Setelah naik lift, akhirnya Naila sampai di lantai tempat ruangan Xavier berada. Naila tersenyum ketika dia melihat Xavier berdiri di dekat meja sekretarisnya. Dari kejauhan, Naila bisa melihat Xavier yang sedang bicara dengan sekretarisnya. Dan setelah cukup dekat, Xavier pun menyadari kehadiran Naila.
"Ah, Naila. Kamu mengantarkan berkas ke sini?" Xavier bertanya seraya menatap Naila. Naila pun mengangguk dan langsung menyerahkan map yang dia bawa.
"Papa menghubungiku tadi," ujar Naila. Xavier pun mengambil map tersebut dari Naila dan mengeceknya. Kepalanya kemudian bergerak mengangguk pelan, menandakan kalau berkas yang Naila bawa benar.
"Masuklah. Aku mau bicara denganmu." Xavier berucap pada Naila yang hendak langsung pergi. Naila sempat bingung, namun tetap mengikuti pria itu masuk ke dalam ruangannya.
"Ada apa, Om?" Naila bertanya dengan bingung. Dia kemudian duduk di kursi yang tersedia di sana, berhadapan dengan Xavier.
"Kamu akan melakukan pendaftaran kuliah besok?" Xavier bertanya. Naila pun menganggukkan kepalanya.
"Ayahmu tadi memintaku membantumu semisal kamu butuh bantuan," ujar Xavier. Dia menyimpan map yang Naila bawa tadi di atas meja. Kemudian tatapan matanya terarah pada Naila yang duduk di depannya.
"Sepertinya sih, aku gak akan butuh bantuan apa-apa dari Om. Tapi kalau semisal aku butuh bantuan, aku akan hubungi Om," balas Naila dengan yakin. Xavier pun manggut-manggut mendengar itu.
"Teman-temanmu yang kemarin malam bagaimana?" Xavier bertanya menyangkut kejadian tadi malam lagi. Jujur saja, Xavier marah saat melihat Naila digerayangi oleh para pemuda itu. Melihat Naila, membuat Xavier teringat pada adiknya sendiri. Ditambah, Xavier juga sudah mengenal Naila sejak lama.
"Aku akan menjauh dari mereka dan menghindari komunikasi. Teman baikku memberikan saran agar aku melaporkan mereka ke polisi saja dengan alasan penjebakan dan pelecehan katanya. Tapi kalau aku melakukan itu Papa pasti akan tahu masalahnya bagaimana," ujar Naila.
"Saran dari teman baikmu itu ada benarnya, Naila."
"Aku tidak mau Papa tahu tentang kejadian semalam, Om. Yang penting adalah aku baik-baik saja sekarang. Aku janji tak akan menerima ajakan dari mereka lagi," jawab Naila cepat. Rasa takut terlihat jelas dalam sorot matanya. Tentu dia takut Xavier memberitahu ayahnya tentang kejadian semalam.
"Terserah kamu kalau begitu. Asalkan kamu bisa jaga diri dengan baik-baik, terutama saat orang tuamu tidak ada." Xavier membalas. Ya, dia juga tak bisa memaksakan kehendak pada Naila jika Naila tetap pada pendiriannya tersebut.

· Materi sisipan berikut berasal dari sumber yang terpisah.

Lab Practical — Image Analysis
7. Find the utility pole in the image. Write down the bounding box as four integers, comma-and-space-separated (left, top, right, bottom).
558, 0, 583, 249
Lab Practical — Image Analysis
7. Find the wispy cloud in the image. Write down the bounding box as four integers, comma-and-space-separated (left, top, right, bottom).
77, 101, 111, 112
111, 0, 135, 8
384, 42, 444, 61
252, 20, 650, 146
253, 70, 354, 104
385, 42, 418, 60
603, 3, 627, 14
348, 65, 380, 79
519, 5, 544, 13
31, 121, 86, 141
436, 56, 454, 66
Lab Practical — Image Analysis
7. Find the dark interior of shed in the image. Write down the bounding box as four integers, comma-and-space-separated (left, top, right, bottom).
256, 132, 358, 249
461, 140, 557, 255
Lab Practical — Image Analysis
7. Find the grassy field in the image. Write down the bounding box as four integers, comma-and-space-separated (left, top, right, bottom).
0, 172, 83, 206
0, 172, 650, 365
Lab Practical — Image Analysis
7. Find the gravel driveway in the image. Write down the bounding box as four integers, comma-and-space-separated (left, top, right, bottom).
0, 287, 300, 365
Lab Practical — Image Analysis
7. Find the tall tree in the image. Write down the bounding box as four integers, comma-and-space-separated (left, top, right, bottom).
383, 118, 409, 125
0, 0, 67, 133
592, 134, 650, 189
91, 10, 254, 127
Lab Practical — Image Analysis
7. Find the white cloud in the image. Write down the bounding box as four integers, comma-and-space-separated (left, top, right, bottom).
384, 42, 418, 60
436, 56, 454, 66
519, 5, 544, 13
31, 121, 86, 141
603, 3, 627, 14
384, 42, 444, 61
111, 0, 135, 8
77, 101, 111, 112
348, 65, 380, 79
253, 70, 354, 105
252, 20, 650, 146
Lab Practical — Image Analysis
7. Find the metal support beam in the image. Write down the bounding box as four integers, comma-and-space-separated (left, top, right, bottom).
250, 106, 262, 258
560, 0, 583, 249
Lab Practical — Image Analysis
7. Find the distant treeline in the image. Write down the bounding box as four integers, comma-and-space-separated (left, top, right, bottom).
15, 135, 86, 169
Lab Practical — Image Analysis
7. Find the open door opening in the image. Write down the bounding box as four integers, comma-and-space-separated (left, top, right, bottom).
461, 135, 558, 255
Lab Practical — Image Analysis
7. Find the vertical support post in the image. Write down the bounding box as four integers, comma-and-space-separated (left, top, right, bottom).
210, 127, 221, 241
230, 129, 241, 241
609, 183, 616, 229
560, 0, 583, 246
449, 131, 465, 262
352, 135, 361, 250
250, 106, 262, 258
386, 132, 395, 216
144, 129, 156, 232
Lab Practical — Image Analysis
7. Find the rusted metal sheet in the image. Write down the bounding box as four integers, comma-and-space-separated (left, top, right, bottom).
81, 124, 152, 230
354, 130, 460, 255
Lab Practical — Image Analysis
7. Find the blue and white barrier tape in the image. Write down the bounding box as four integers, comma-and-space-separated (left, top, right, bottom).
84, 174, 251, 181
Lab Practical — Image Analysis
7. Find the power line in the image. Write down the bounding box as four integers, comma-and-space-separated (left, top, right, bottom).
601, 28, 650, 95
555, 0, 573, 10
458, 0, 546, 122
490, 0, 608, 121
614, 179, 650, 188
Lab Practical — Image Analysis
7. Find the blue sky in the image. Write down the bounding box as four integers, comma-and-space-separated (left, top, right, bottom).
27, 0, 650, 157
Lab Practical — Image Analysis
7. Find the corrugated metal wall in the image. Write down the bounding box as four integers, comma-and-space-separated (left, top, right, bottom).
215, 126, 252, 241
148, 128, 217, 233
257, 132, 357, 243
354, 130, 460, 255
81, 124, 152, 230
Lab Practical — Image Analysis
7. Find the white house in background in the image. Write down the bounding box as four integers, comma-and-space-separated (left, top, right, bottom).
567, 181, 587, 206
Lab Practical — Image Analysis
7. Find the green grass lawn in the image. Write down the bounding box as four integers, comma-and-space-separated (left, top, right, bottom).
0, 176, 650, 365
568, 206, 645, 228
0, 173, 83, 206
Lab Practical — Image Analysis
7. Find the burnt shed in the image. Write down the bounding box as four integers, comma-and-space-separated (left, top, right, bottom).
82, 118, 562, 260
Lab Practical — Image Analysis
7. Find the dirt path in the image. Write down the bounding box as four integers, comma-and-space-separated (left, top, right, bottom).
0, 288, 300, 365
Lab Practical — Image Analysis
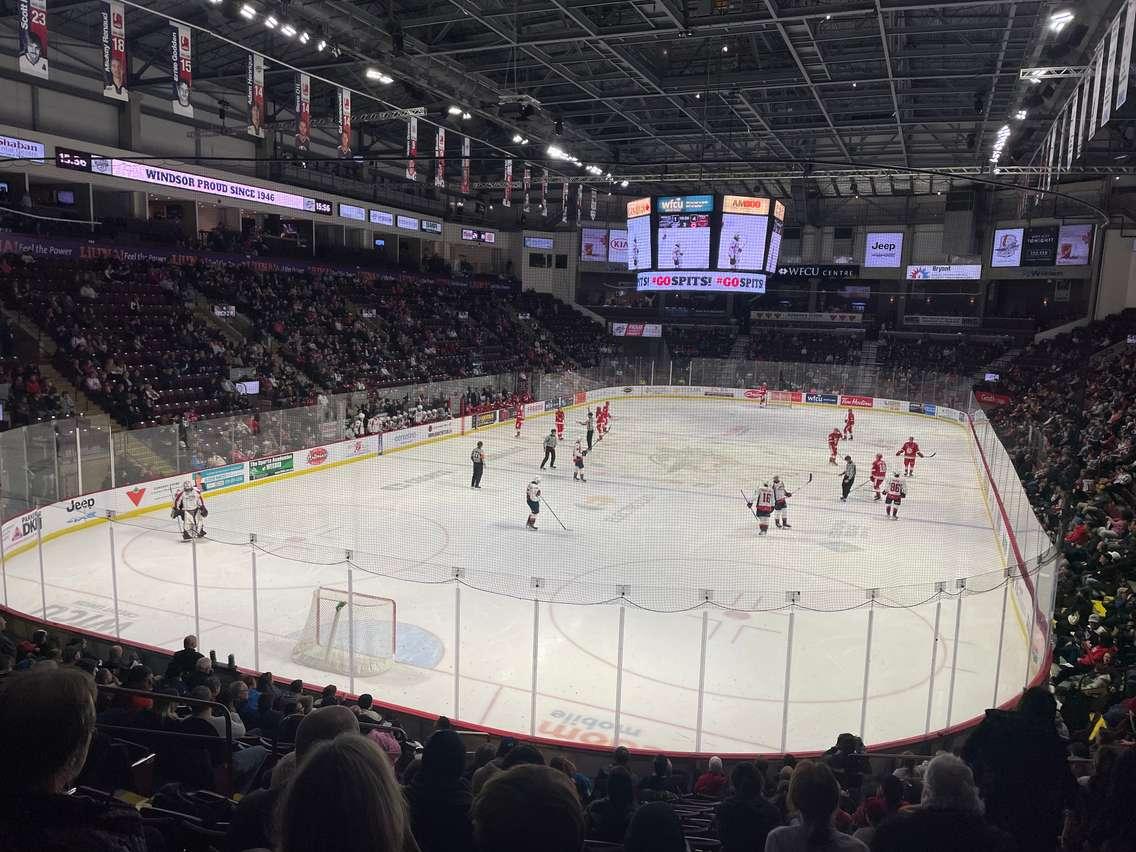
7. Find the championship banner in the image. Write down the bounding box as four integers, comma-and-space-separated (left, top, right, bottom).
336, 89, 351, 159
407, 116, 418, 181
102, 0, 131, 101
1117, 0, 1136, 109
461, 136, 469, 195
245, 53, 265, 139
17, 0, 48, 80
434, 127, 445, 189
169, 24, 193, 118
295, 74, 311, 151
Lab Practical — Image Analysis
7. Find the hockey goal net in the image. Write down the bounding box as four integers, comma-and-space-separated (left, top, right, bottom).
292, 586, 398, 677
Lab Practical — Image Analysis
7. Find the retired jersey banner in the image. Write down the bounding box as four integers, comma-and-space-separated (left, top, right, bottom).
102, 0, 131, 101
295, 74, 311, 151
434, 127, 445, 189
169, 24, 193, 118
244, 53, 265, 139
461, 136, 469, 195
407, 116, 418, 181
16, 0, 48, 80
335, 89, 351, 159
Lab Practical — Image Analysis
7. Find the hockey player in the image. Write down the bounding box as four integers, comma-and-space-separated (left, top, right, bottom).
884, 470, 908, 520
871, 452, 887, 501
828, 427, 841, 465
525, 476, 541, 529
571, 437, 587, 482
169, 479, 209, 542
774, 476, 793, 529
895, 435, 924, 476
745, 481, 780, 535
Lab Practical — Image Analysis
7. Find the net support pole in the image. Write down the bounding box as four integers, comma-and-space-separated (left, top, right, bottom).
945, 578, 967, 728
35, 499, 47, 621
613, 607, 627, 745
780, 592, 801, 753
528, 598, 541, 736
190, 534, 201, 642
453, 585, 461, 719
694, 610, 710, 751
107, 511, 123, 638
348, 563, 356, 695
924, 583, 945, 734
860, 588, 879, 737
249, 547, 260, 671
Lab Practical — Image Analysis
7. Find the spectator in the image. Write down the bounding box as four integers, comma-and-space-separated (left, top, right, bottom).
474, 766, 586, 852
871, 753, 1017, 852
0, 669, 162, 852
766, 760, 868, 852
717, 763, 784, 852
587, 766, 635, 843
694, 757, 729, 799
277, 736, 417, 852
958, 686, 1077, 852
407, 730, 474, 852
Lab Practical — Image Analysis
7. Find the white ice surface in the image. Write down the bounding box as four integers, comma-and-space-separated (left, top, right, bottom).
7, 399, 1026, 753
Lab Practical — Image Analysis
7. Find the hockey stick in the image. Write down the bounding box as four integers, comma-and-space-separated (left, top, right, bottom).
544, 500, 568, 533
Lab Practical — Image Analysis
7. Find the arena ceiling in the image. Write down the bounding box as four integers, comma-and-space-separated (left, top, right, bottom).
31, 0, 1122, 197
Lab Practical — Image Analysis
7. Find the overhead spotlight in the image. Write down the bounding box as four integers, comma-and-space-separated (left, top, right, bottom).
1050, 9, 1074, 33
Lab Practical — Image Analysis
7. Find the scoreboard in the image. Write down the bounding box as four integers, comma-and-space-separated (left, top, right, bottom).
626, 195, 785, 293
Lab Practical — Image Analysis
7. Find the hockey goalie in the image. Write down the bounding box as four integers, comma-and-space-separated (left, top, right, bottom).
169, 479, 209, 542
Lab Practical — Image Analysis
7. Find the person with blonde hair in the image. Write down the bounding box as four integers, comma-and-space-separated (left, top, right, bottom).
766, 760, 868, 852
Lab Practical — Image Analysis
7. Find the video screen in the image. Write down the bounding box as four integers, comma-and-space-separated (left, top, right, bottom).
658, 214, 708, 269
627, 208, 651, 272
718, 214, 769, 272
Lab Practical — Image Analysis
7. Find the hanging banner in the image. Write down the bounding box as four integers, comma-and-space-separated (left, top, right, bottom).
1117, 0, 1136, 109
17, 0, 48, 80
1101, 15, 1120, 127
102, 0, 131, 101
244, 53, 265, 139
434, 127, 445, 189
461, 136, 469, 195
407, 116, 418, 181
295, 74, 311, 151
169, 24, 193, 118
335, 89, 351, 159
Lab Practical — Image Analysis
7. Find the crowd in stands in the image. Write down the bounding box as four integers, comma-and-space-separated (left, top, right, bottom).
746, 327, 863, 364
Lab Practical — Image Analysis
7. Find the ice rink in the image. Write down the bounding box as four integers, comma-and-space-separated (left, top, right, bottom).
6, 398, 1027, 753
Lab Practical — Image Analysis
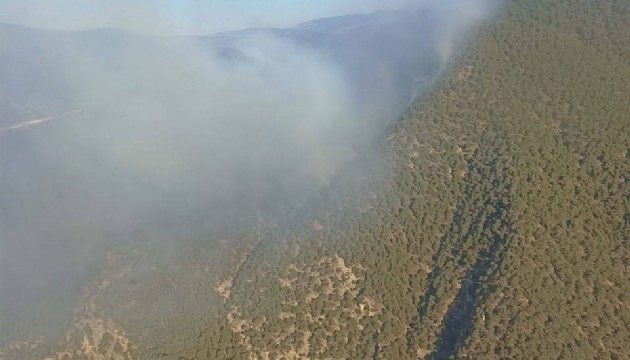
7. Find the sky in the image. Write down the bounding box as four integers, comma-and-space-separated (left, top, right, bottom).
0, 0, 423, 35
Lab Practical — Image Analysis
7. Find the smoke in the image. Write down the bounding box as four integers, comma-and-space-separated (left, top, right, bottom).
0, 1, 504, 344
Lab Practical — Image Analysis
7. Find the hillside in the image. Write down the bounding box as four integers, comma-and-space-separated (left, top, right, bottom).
0, 0, 630, 359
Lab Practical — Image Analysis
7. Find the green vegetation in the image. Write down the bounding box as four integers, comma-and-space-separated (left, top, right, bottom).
4, 0, 630, 359
193, 0, 630, 359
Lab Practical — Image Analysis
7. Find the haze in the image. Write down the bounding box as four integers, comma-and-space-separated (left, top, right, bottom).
0, 1, 504, 348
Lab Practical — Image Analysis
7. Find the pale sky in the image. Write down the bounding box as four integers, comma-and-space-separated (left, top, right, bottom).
0, 0, 420, 35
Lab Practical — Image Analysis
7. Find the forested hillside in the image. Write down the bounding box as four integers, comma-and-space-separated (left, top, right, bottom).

"Terima kasih, Om. Aku janji akan membalas kebaikan Om Xavier suatu hari nanti." Naila berkata dengan penuh tekad. Xavier berdecak pelan mendengar itu.
"Memangnya apa yang bisa kamu lakukan untukku?" tanya Xavier dengan nada mengejek. Naila mengerucutkan bibirnya sebal mendengar itu.
"Ya apa saja lah," balas Naila dengan kesal. Xavier pun tersenyum kecil melihat ekspresi kesal Naila.
"Baiklah. Terserah kamu saja. Terima kasih sudah mau mengantarkan berkas ini ke sini," ujar Xavier dengan serius. Naila menghela nafas panjang dan menganggukkan kepalanya. Karena urusannya di sana sudah selesai, Naila pun pamit untuk pulang pada Xavier.
***
Saat jam makan siang tiba, Xavier pulang ke rumah ayahnya untuk makan siang. Maklumlah dia masih seorang lajang, dan belum memiliki seseorang yang akan memasak makanan untuknya. Jadi, Xavier sering datang ke rumah ayahnya untuk makan.
Xavier tiba dengan tepat di rumah ayahnya. Makanan untuk makan siang sudah terhidang di meja makan. Aromanya yang menggoda membuat Xavier tak sabar untuk segera mencicipi masakan ibu tirinya tersebut.
"Hai, Aira. Kamu sudah pulang rupanya." Xavier langsung menyapa sang adik ketika sampai di ruang makan. Tangan besarnya bergerak menyentuh kepala Aira dan mengusapnya dengan lembut.
"Biasanya juga sudah pulang kalau jam segini," timpal Aira, merasa heran dengan perkataan kakaknya barusan. Xavier pun hanya tertawa mendengar balasan Aira.
"Bagaimana sekolah kamu hari ini?" Xavier bertanya seraya menuangkan air ke gelas untuk dia minum.
"Semuanya baik-baik saja, Kak. Seperti hari biasanya," jawab Aira. Xavier pun manggut-manggut mendengar itu.
"Bu Bella titip salam lagi untuk Kakak."
Xavier yang sedang minum langsung tersedak ketika mendengar perkataan Aira barusan. Xavier kemudian berdehem seraya menepuk-nepuk dadanya sendiri.
"Guru Aira yang satu itu cukup gigih juga ya." Savira yang baru muncul dari dapur ikut berkomentar. Dia membawa salah satu lauk untuk makan siang ini, yaitu ayam bakar. Dan Savira menaruhnya di atas meja makan.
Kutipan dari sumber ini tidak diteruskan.